Do alto da sua torta mirada, ele não aceita que a vida, à sua revelia, se renove. Novidades lhe causam confusão nasal. Não consegue respirar se o ar muda, mesmo se as mudanças são trazidas por amigos, colegas, conterrâneos, padres, celebridades. Ele enjoa, enoja, enjeita. Ainda não se deu conta de que o mundo nem pestaneja: segue mudando, mostrando o moto contínuo das perspectivas, pontos de vista e diferentes possibilidades de acentuação. Não percebe que ele mesmo foi virando Crase.
 
Aos 30 anos, Agudo/Crase espera pelo ônibus todos os dias à janela da dona Pergunta, mas antes para com o amigo Trema ou conversa com os irmãos colchetes na esquina da madama Exclamação. Por isso, as duas têm reparado (e muito) nas conversas e no jeito craseático de ser.
 
“- É um absurdo, companheiro Trema, não sei mais aonde vamos parar!”
 
“- Eu tremo de medo desse mundo virar... Estão perturbando até nossa Língua nacional, pra quê isso, seu... quer dizer... dona Crase?” 
 
“- Exclamação, na hora, quase entrei na conversa pra pôr os dois na real:  Ô! O mundo já virou, revirou, ‘está o contrário e ninguém reparou’!”
 
“- Só você mesma... agora tá exclamando, Pergunta querida?”
 
“- E você perguntando.... kkkk... então... todo santo dia tem conversa do encostado com a invertida aqui na esquina... falam do mundo todo! Um que não faz nada e a outra que desvirou... não se enxergam...”
 
 
“- É... a Crasete não para de falar. Outro dia conversava com ela mesma. Quando os colchetes chegaram opinando, ela virou ‘ele’ e agudou...”
 
Tornando-se alvo de outros narizes torcidos, risadas altas, olhares cruéis, Agudo, que nasceu aberto, fechou-se grave e foi menosprezado.  Entre os praticantes da língua portuguesa, grande parte a desconsidera e simplesmente a ignora. O “à casa” fora ultrapassado por “na casa” e assim por diante.
 
Volta e meia, Crase tem percebido olhares se demorando nela. Nariz torto, mas ainda empinado, desvia o rosto. No último domingo, à meia luz no cinema da igreja, não distinguiu de quem era o facho do olhar que a iluminava. Desta vez, sem desdenhar, manteve a mira pelos próximos cinco minutos até a luz voltar à sala.
 
Além dos olhos, percebeu o sorriso convite, o rosto redondo, cabelos no ombro, nenhuma aliança nos seus-vizinhos e o caminhar pachorrento.

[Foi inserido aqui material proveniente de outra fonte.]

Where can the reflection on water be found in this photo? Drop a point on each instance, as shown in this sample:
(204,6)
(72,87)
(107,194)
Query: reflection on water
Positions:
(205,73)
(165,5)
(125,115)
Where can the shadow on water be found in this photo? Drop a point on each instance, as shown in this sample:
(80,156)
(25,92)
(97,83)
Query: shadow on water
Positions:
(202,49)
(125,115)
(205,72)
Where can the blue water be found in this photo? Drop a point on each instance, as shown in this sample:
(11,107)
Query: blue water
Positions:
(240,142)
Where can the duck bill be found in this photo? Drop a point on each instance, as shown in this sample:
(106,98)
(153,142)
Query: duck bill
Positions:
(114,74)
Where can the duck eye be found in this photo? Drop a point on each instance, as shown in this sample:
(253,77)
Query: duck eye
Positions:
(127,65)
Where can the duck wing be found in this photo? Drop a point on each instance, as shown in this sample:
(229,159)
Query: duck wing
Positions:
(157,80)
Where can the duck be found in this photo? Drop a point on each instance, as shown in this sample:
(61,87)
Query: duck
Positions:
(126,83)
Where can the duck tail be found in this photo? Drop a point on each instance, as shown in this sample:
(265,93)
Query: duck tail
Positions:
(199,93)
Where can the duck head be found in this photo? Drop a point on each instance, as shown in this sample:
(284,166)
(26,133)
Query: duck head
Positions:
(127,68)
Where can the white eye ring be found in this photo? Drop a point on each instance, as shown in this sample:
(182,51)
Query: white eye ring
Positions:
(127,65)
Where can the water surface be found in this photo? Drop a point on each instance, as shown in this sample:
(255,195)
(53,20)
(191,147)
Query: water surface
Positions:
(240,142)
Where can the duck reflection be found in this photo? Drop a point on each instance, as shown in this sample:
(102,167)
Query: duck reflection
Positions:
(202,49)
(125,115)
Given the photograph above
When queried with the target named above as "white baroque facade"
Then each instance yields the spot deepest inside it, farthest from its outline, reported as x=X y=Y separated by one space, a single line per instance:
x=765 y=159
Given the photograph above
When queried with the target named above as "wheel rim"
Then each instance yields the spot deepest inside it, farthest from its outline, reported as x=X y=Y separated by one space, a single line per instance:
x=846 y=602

O corpo desempenado não era velho nem novato. Parecia homem, mas também mulher. Crase  forçou seus pés no chão pra não levitar. A mistura agridoce que sentia na boca a confundia. O ar estava muito renovado, leve e (como assim?) bom de respirar. Era primavera ou verão? O ser se aproximando, um frio, um calor...
 
“- Oie, prazer, sou Panitôdes... me chamam de Tôdes”.
 
“Nome estranho, gente diferente... o que estou sentindo ousa se nomear?” Crase não piscava nem virou o nariz, manteve-se séria, ligada na surpresa que tomou sua vida. “Ah! O mundo então não é só preto e branco, certo e errado, azul e rosa...
 
 “- Exclama, ô Exclama, tem visto a Crase? A tal mudou, tá sabendo? Dizem que deixou de entortar a cara, tá olhando as pessoas de frente, e agora é só suspiro.”
 
“- Notícia boa por aqui voa.” Foi o amor, dona Pergunta. Ela agora está curtindo a vida.